Fear is so powerful. It will define life as a battle and make you want to hoard and hide and hunker. 
But love is more powerful. And when reality breaks in, when the Kingdom of God punctures through our layers of fear and self-protection, we see each other and ourselves as we are: beloved children of God.  Not just book-wreckers but snowpants-sharers too.  Those called to live in defiant resistance to the message of fear, in the joyful generosity and extravagant hope of our calling. Those not too proud to be something God can work with.

So the story goes, King Hezekiah, on getting another taunting threat letter from King Sennacherib, now calmed by the voice of the prophet, is able to go into the sanctuary himself and approach God, and he prays,
God, you alone are God, you made all things. See what this King of Assyria is saying about you and is threatening to do to us?  He’s right, he did destroy all the gods of the other people they’ve conquered, but those “gods” were just made of wood and stone, and were not real. You are real. And you are God. And we are your people. Please save us.
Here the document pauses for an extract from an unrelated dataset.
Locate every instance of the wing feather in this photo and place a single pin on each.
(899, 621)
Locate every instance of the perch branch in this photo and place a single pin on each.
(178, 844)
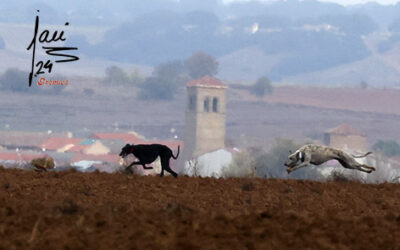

And God does.  The scripture reads that the entire Assyrian army is “struck down in their sleep by an angel of God”, and King Sennacherib, who headed home after receiving a message, is killed in his own town, worshiping in the house of his god, by his own sons. 
And archeologists and historians can’t explain why Jerusalem was not destroyed in the Assyrian rampage that swept through the land, but for some reason Jerusalem survived.  And the people chose to live by the voice of the prophet instead of the general, they were guided by hope instead of fear, and they remembered that they belonged to God, and God had called them to a join in a world-healing purpose beyond themselves and their own survival.

And in the end, it turned out that Wyatt’s snowpants had come in the mail the day before, so Maisy donated the extra ones to the classroom for the next time someone needed them. 
And along with a lecture about mold’s alarming capacity to destroy libraries and the proper care of books, Ms. Storms showed Maisy great empathy. “I bet you felt really bad, didn’t you?” she asked her.  Maisy nodded, her eyes brimming up. “Well,” said Ms. Storms, “I know that you are a conscientious girl, and that you love books too.  Thank you for telling me what happened. Now I can take care of this book and maybe even save it.”
And Maisy walked away whispering to me, “Mommy, that went way different than I thought it would!”  And she hugged me and bounced off to class.

And I stood there in the elementary school library flooded with gratitude to God for meeting us in these tiny, ordinary encounters that show us what is really real – in the moment that generosity reminded my girl that we are all connected, pulling her from the isolation of fear into the possibility of blessing, in the moment Ms. Storms became a fellow human beings alongside her in this problem instead of a symbol of judgment and condemnation, in the chance to hold my daughter’s hand through something hard and watch her be honest and brave, and in the gentle and exquisite reminder that indeed, God is with us in all of life, and it is all gift.

I know which voice I want to listen to.

Amen.

1 comment:

catalinakel said...

Fear is such a strong motivator. May we be led by grace, evermore and amen.